It’s embarrassing to think about how I used to store my pictures.  External hard drives all over the office. Random pictures here and there.  Finally I realized that I needed to get serious and invest in a RAID Server. This thing has 8 hard drives in it, and it is possible to lose one drive without losing any data.  It’s happened three times now in the last year, which I am told is not uncommon for running that many drives.  I heard that Google has a hard drive go bad every three minutes.  Crazy! After the second drive went bad a few months ago, I decided to add an additional backup system to the server.  So now every few days, a copy of the data on the server is captured onto two external hard drives. 

Now for one of the scariest moments of my career.  Tuesday I heard a noise coming from the server.  My network admin said that it was a drive, but I should be fine to keep working until he could swap it out the next day.  Not long after, several hard drive lights started flashing red.  I tried to access the server, and in the root directory, I was greeted with, “0 bytes.  No files available.”  What!?  

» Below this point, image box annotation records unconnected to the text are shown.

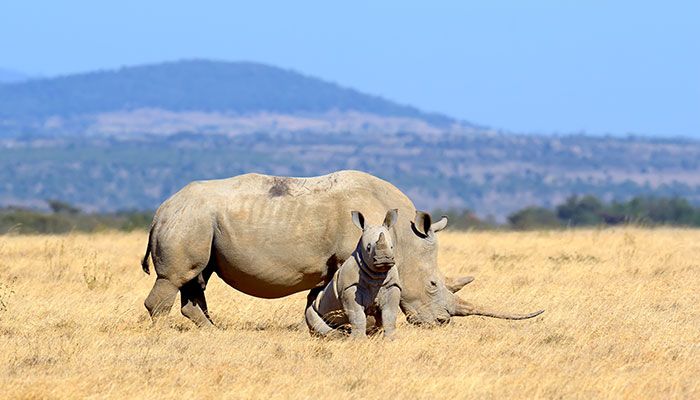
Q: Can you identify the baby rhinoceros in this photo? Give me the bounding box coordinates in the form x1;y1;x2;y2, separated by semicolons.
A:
306;209;401;338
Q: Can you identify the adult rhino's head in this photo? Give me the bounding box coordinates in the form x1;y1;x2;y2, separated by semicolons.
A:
399;211;543;325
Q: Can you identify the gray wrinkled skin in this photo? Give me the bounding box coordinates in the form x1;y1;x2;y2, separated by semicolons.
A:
305;210;401;338
142;171;536;326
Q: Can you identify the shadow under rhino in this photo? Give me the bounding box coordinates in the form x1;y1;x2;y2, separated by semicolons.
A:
142;171;543;326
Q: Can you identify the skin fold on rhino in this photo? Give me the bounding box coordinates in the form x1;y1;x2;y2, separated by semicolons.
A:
142;171;542;326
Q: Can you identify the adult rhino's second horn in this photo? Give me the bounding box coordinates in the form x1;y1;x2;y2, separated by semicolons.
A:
452;296;544;319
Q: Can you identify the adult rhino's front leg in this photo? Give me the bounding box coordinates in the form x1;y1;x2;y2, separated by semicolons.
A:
380;286;401;339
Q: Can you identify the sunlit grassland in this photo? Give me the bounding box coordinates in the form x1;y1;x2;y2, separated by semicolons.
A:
0;228;700;399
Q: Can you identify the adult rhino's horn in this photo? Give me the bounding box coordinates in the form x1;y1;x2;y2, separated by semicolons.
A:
377;232;389;250
445;276;474;293
452;296;544;319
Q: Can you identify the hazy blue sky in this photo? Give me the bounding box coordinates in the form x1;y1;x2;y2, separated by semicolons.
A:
0;0;700;137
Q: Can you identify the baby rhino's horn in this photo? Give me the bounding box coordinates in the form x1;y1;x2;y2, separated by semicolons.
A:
377;232;389;250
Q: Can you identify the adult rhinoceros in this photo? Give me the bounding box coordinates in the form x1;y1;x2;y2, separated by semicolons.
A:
142;171;541;326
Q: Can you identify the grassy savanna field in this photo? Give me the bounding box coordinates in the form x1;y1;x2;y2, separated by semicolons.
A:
0;228;700;399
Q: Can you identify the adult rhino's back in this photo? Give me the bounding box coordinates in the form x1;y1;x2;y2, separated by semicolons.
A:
148;171;413;298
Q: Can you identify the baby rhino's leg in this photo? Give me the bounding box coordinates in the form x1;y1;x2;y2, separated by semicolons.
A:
381;286;401;339
304;290;333;336
341;286;370;338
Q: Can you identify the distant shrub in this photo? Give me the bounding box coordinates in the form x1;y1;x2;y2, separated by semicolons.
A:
508;207;562;230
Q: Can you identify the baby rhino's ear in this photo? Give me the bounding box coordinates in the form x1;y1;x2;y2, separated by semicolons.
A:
351;211;365;231
384;208;399;228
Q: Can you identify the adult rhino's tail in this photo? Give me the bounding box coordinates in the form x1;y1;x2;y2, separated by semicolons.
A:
141;224;155;275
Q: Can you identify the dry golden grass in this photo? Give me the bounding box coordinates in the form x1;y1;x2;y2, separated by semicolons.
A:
0;228;700;399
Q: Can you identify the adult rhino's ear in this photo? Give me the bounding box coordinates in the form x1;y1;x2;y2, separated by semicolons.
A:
430;215;447;232
384;208;399;229
351;211;365;231
411;211;432;238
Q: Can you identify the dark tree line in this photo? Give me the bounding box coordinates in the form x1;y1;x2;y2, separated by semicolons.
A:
435;195;700;230
0;195;700;234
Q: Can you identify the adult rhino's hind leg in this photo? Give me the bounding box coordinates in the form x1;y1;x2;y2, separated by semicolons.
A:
180;262;214;327
143;278;178;321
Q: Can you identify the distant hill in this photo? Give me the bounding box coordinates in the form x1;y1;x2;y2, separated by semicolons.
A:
0;60;700;220
0;60;454;125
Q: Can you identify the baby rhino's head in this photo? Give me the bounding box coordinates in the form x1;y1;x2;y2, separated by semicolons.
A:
352;209;399;272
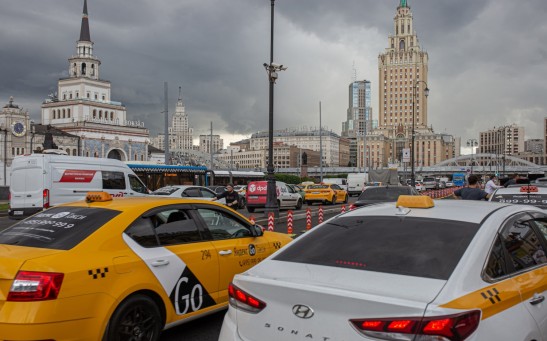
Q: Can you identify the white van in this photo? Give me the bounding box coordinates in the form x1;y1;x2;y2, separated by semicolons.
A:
323;178;348;191
9;154;149;219
347;173;368;196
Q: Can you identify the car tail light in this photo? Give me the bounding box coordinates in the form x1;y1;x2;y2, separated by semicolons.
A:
7;271;65;302
42;188;49;208
228;283;266;313
350;310;481;341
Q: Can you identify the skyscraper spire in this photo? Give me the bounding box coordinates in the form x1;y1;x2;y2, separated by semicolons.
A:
80;0;91;41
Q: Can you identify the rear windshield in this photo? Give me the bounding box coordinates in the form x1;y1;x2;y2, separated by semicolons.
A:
491;193;547;208
0;207;121;250
358;187;410;201
150;187;177;195
274;216;479;280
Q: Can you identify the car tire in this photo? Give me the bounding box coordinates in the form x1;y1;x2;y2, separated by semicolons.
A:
103;295;164;341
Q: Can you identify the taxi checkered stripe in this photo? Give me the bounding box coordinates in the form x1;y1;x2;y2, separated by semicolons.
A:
87;268;108;279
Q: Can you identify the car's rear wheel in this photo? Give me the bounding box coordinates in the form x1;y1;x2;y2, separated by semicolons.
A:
103;295;163;341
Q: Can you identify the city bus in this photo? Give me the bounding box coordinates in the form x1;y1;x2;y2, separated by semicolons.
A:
452;173;465;187
127;163;212;191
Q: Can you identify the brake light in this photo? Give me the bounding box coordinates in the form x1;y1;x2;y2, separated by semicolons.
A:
350;310;481;341
228;283;266;314
42;188;49;208
7;271;65;302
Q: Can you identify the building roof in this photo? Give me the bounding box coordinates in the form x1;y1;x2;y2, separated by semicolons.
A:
80;0;91;42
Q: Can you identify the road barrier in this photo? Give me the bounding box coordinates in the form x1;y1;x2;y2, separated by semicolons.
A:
287;210;293;234
268;212;274;231
306;207;311;230
318;206;323;224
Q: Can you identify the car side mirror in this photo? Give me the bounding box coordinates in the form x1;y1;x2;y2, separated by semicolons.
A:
251;224;264;237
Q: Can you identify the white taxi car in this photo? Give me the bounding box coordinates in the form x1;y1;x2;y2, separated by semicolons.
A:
219;196;547;341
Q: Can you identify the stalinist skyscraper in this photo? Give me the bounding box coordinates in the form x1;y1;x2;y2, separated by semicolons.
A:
366;0;455;168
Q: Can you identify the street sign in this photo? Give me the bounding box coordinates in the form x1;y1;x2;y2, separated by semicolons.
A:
403;148;410;162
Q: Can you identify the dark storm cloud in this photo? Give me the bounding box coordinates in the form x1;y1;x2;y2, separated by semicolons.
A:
0;0;547;143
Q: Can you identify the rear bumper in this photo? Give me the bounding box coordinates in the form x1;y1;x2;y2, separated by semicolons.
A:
8;207;43;219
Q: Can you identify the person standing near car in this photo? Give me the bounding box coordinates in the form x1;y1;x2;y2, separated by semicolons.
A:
453;175;490;200
213;184;239;210
484;175;503;194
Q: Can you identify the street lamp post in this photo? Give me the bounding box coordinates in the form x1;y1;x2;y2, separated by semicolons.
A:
467;139;479;174
410;80;429;187
264;0;287;217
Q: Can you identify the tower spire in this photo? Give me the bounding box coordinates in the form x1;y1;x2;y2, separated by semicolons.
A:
80;0;91;41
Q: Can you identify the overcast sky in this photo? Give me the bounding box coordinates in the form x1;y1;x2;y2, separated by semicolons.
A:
0;0;547;151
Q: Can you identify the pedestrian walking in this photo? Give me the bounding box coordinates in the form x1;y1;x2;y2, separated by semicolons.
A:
453;175;490;200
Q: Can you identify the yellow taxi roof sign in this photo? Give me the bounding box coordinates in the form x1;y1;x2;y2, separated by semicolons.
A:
85;192;112;202
395;195;435;208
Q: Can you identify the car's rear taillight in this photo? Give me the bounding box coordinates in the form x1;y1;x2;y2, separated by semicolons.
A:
42;188;49;208
228;283;266;313
350;310;481;341
7;271;65;302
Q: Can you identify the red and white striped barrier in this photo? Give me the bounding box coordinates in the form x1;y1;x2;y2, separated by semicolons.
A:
318;206;323;224
306;207;311;230
287;210;293;234
268;212;274;231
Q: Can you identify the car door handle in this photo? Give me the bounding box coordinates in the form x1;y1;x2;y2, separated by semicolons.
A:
152;259;169;268
528;294;545;305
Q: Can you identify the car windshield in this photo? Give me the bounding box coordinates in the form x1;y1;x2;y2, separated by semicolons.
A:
274;216;479;280
150;187;178;195
0;206;121;250
357;187;410;201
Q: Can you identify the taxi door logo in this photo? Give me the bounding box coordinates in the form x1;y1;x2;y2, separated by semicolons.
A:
169;266;216;315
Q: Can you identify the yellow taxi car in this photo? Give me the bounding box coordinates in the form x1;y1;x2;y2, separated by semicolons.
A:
0;192;292;341
304;183;348;205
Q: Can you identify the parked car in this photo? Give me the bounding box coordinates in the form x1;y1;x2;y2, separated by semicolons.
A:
305;184;349;205
219;196;547;341
354;186;420;207
0;192;292;341
422;176;439;189
246;181;304;213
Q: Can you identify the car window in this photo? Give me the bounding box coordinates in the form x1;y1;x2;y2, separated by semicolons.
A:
487;214;547;278
0;207;121;250
197;208;252;240
274;216;479;280
182;188;201;198
101;171;126;189
125;209;204;247
358;187;410;201
199;188;216;198
128;174;148;194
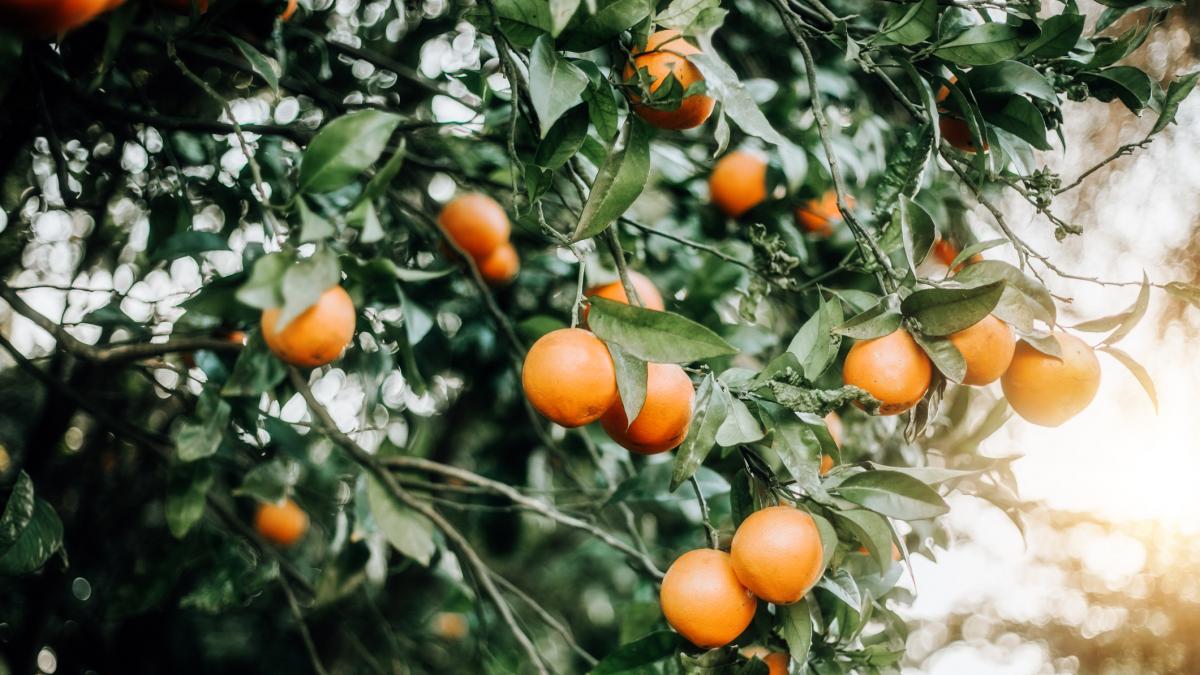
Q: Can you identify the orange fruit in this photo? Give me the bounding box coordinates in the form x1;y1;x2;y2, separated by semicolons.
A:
583;270;664;311
841;328;934;414
521;328;617;426
1000;333;1100;426
478;241;521;286
708;150;767;217
742;645;791;675
659;549;758;649
730;506;824;604
262;286;354;368
0;0;112;37
624;30;716;130
438;192;512;261
254;498;308;546
600;363;696;455
949;315;1016;386
796;190;854;237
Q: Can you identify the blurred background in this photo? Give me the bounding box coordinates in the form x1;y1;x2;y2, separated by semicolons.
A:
901;1;1200;675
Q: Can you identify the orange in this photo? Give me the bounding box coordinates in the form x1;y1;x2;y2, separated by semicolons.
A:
841;328;934;414
730;506;824;604
262;286;354;368
521;328;617;426
438;192;512;261
950;315;1016;384
659;549;758;649
708;150;767;217
796;190;854;237
583;270;664;311
254;498;308;546
624;30;716;129
600;363;696;455
1000;333;1100;426
0;0;112;37
742;645;791;675
478;241;521;286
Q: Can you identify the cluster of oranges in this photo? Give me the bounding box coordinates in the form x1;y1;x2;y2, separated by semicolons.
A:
842;315;1100;426
659;506;824;648
438;192;521;286
521;271;696;455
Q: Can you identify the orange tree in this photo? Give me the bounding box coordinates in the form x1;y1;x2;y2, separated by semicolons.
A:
0;0;1200;674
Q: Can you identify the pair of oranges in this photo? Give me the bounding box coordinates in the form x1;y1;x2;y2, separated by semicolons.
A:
659;506;824;649
842;315;1100;426
521;271;696;455
438;192;521;286
708;150;854;237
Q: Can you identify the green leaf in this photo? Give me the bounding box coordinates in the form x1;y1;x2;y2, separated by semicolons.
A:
235;253;292;310
900;281;1004;336
787;295;842;382
0;471;34;554
716;396;767;448
529;35;588;138
1021;13;1084;59
366;476;437;567
533;108;588;171
592;631;686;675
873;0;937;45
1148;71;1200;136
833;298;904;340
221;330;288;396
606;342;648;424
175;388;232;461
964;60;1060;102
233;458;290;504
776;599;812;663
954;261;1057;333
834;510;892;572
163;461;212;539
1097;346;1158;414
1080;66;1154;113
0;500;62;575
934;23;1021;66
228;35;282;96
554;0;654;52
588;297;737;363
550;0;580;37
300;109;401;193
277;249;342;330
671;374;728;492
838;471;949;516
571;115;650;241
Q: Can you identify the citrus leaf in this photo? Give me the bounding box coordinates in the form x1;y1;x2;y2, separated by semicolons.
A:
588;297;737;363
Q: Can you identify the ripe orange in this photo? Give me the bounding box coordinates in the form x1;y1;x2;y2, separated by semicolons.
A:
624;30;716;129
841;328;934;414
262;286;354;368
949;315;1016;386
478;241;521;286
0;0;110;37
730;506;824;604
796;190;854;237
742;645;791;675
659;549;758;649
1000;333;1100;426
438;192;512;261
600;363;696;455
583;270;664;311
708;150;767;217
254;498;308;546
521;328;617;426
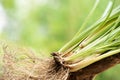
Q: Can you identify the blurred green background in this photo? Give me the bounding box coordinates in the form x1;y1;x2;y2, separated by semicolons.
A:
0;0;120;80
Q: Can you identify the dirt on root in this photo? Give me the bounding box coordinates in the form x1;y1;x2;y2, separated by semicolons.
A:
0;42;120;80
0;46;69;80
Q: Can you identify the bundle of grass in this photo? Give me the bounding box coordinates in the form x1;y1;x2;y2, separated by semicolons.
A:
1;0;120;80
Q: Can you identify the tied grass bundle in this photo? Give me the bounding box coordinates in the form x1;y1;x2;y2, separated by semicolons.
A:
0;0;120;80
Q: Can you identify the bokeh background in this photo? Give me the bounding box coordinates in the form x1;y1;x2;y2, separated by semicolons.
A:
0;0;120;80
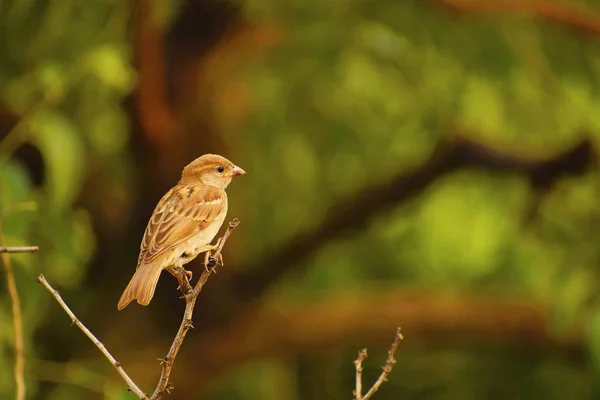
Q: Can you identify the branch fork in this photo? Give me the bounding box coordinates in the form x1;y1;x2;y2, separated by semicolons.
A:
354;328;404;400
36;218;240;400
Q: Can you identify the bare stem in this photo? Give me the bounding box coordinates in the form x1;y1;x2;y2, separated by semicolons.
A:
354;349;367;400
354;328;404;400
0;246;40;253
38;275;148;400
0;230;26;400
150;218;240;400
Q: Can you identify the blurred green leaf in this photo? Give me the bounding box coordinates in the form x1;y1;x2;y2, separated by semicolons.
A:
87;44;135;93
29;110;86;209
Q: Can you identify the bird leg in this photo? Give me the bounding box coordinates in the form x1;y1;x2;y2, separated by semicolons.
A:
204;238;225;274
167;265;193;295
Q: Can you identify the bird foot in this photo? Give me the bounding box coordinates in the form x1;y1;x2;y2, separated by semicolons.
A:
204;252;224;274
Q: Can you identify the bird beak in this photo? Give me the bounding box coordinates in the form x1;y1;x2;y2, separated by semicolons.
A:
229;165;246;176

It turns out that I didn’t lose anything.  One drive went bad, and after putting a new one in, everything went back to normal.  But this has me thinking I may need to add another RAID server to backup the one I already have.  I am also going to be keeping backup drives at off site locations.  No more taking chances.  I do not want to go through this again.

Even if you aren’t a professional photographer, it can be devastating to lose all of your personal pictures.   So many people have pictures on one drive, or on a disc.  Discs and drives go bad!  Always keep multiple copies of your data.  External hard drives are very affordable these days, so there are no excuses.  I seriously recommend taking the following steps to everyone.

1: Keep your pictures organized by creating a filing system that makes sense.
2: Never store data on the C: drive.  If you need to reformat, or reinstall your OS, this can be a problem.  Have a separate drive for your data.
3: Backup your data!  Make sure that everything you save is on at least two different drives.  I do not recommend CD’s or DVD’s.  They go bad!
4: Keep a backup of your data at a second location.  This might be extreme for some people.  But if it’s your career, like it is mine, do it.

There you have it.  Please talk to your loved ones about the importance of using data protection.